Domain wall network as QCD vacuum: confinement, chiral symmetry, hadronization

TL;DR

This paper reviews a QCD vacuum model using homogeneous Abelian (anti-)self-dual gluon fields, explaining confinement, chiral symmetry, and hadronization, and presents results for meson spectra and decay constants.

Contribution

It introduces a novel ensemble-based approach to QCD vacuum that unifies confinement, chiral symmetry breaking, and hadronization with explicit meson properties.

Findings

Mass spectrum of light and heavy mesons computed.

Decay constants of various mesons determined.

Connections to functional renormalization group and Dyson-Schwinger equations established.

Abstract

An approach to QCD vacuum as a medium describable in terms of statistical ensemble of almost everywhere homogeneous Abelian (anti-)self-dual gluon fields is reviewed. These fields play the role of the confining medium for color charged fields as well as underline the mechanism of realization of chiral $SU_{\mathrm L}(N_f)\times SU_{\mathrm R}(N_f)$ and $U_{\mathrm A}(1)$ symmetries.
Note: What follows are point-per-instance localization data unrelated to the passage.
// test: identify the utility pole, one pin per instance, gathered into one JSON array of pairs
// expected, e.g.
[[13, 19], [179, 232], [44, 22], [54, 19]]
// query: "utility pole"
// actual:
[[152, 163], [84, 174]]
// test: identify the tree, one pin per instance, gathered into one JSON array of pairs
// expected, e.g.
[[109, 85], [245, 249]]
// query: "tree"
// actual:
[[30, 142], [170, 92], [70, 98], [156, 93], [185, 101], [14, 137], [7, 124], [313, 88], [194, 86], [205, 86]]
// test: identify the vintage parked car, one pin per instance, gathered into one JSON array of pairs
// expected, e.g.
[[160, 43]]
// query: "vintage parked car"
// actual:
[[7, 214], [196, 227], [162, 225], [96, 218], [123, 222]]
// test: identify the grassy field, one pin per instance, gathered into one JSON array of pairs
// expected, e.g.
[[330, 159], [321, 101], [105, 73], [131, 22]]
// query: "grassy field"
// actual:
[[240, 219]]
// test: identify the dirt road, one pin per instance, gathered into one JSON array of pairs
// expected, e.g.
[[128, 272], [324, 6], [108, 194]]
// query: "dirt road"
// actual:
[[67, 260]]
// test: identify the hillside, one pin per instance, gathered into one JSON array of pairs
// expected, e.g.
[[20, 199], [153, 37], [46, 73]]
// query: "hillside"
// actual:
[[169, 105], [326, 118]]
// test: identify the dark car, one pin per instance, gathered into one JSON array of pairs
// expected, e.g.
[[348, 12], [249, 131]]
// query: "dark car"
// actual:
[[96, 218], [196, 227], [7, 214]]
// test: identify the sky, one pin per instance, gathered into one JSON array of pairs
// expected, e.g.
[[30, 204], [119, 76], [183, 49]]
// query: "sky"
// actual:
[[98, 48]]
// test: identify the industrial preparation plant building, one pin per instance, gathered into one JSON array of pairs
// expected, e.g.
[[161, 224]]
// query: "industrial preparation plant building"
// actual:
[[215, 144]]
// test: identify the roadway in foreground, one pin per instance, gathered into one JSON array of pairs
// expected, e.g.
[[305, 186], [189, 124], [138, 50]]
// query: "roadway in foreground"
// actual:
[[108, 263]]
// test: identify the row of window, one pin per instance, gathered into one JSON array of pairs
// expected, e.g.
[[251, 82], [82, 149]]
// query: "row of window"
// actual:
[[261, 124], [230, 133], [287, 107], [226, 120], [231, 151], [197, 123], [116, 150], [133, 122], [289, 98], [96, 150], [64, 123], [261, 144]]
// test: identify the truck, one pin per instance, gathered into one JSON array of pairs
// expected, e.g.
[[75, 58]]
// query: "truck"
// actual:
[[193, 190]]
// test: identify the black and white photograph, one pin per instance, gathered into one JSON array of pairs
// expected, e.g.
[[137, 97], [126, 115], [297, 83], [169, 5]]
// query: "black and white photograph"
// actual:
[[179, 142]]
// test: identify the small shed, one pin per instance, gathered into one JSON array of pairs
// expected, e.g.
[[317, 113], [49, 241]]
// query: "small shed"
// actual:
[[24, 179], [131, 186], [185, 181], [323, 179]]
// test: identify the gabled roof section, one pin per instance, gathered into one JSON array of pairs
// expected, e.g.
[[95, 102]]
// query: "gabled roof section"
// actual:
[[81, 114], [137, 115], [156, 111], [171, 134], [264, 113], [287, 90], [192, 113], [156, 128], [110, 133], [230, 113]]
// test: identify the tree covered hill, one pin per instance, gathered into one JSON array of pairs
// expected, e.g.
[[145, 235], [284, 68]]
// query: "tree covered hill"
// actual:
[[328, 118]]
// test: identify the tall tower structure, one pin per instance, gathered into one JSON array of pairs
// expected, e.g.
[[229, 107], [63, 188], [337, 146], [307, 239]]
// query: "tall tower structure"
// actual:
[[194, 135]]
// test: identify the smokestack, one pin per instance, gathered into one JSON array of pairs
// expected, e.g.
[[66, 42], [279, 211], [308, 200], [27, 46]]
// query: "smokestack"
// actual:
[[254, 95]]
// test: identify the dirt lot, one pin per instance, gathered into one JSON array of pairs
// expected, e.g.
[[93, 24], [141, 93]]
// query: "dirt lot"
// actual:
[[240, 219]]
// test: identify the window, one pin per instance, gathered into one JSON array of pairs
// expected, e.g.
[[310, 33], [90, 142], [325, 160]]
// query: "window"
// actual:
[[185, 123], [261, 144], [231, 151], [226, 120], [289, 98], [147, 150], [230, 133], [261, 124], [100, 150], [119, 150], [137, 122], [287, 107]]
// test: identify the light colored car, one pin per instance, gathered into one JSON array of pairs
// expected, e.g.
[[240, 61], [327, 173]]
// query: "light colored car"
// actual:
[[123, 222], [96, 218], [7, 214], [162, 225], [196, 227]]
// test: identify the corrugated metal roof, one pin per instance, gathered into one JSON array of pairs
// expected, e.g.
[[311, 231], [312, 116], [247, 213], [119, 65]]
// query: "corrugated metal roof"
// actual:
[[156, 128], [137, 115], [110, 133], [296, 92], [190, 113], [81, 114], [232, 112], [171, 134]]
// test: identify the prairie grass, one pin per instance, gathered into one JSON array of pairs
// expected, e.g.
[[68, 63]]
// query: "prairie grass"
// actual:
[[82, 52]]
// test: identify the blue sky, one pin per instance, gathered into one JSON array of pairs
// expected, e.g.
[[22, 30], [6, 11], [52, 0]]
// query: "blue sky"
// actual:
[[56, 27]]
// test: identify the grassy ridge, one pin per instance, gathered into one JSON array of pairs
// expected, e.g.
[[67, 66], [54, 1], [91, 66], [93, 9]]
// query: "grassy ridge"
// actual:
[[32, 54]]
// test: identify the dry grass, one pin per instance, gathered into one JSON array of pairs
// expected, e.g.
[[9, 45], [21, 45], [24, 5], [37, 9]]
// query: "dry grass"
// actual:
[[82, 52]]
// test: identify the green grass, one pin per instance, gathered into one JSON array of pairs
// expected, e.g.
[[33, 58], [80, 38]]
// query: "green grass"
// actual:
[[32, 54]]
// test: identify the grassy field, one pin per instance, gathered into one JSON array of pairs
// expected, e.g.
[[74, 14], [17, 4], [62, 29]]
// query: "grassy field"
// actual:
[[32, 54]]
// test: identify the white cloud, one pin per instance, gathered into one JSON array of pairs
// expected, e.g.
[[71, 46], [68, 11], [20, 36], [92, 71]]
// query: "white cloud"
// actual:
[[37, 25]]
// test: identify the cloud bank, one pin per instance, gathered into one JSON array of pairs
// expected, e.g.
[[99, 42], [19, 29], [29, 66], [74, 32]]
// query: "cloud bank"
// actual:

Hadronization formalism based on this ensemble leads to manifestly defined quantum effective meson action. Strong, electromagnetic and weak interactions of mesons are represented in the action in terms of nonlocal $n$-point interaction vertices given by the quark-gluon loops averaged over the background ensemble. Systematic results for the mass spectrum and decay constants of radially excited light, heavy-light mesons and heavy quarkonia are presented. Relationship of this approach to the results of functional renormalization group and Dyson-Schwinger equations, and the picture of harmonic confinement is briefly outlined.